Wilder Quieries: The Bridge Historical Allusion

Q: I am writing an article about Thornton Wilder’s novel The Bridge of San Luis Rey, for the Peruvian magazine Caretas and need some information I can’t get here in Peru. I hope you can help me. I want to know if the novel alludes to a particular historical event, if Mr. Wilder was inspired chiefly by historical fact, and if he had ever visited Peru.

A: Here, to the best of my knowledge, is the information you have asked for, about the historical accuracy of the bridge’s collapse, the influences on the novel, and Wilder’s personal experience with Peru.

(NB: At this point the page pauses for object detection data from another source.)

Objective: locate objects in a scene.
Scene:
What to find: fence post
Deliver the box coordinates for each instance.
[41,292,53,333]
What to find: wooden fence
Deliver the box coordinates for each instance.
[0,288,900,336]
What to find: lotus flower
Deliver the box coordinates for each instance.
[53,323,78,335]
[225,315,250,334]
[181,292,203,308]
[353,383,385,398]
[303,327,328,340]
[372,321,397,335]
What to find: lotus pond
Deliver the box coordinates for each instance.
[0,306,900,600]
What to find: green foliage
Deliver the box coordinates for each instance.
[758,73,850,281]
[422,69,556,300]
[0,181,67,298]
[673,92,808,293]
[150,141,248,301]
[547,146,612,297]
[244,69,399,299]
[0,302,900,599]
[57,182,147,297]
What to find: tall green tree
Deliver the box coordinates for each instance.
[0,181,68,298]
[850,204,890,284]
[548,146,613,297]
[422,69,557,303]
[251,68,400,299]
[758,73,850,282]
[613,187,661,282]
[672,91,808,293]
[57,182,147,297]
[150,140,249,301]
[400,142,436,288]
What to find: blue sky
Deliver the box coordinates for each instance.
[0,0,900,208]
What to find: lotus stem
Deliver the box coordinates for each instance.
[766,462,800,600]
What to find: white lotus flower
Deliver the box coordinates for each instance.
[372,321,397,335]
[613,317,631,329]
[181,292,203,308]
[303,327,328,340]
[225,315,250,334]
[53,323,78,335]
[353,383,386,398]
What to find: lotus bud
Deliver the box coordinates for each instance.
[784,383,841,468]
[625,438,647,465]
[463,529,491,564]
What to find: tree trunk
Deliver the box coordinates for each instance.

The Bridge: Apparently there was such a bridge in Peru that did, at one point, break. I found reference to a bridge being built across the Apurimac River in Peru about 1350; in the novel Wilder cites 1714 as the year of its collapse.

The Sources: The Bridge of San Luis Rey was influenced by a variety of sources: a passage from the Gospel of Luke (13:4), which mentions the fall of a tower that killed 18 people; a one-act play , by French author Prosper Merimee, entitled “Le Carosse du Saint Sacrement” and set in South America; and the life and works of the French writer, Mme. de Sevigne, who was the model for the Marquesa. And there were still others; Wilder was a great synthesizer of ideas, in both his novels and his plays.

Peru: Wilder had not been to Peru before he wrote the novel. In fact, he did not visit Peru until 1941 when he participated in a cultural mission to South America sponsored by the State Department. His experiences on the 1941 tour inspired parts of his 1967 novel, The Eighth Day.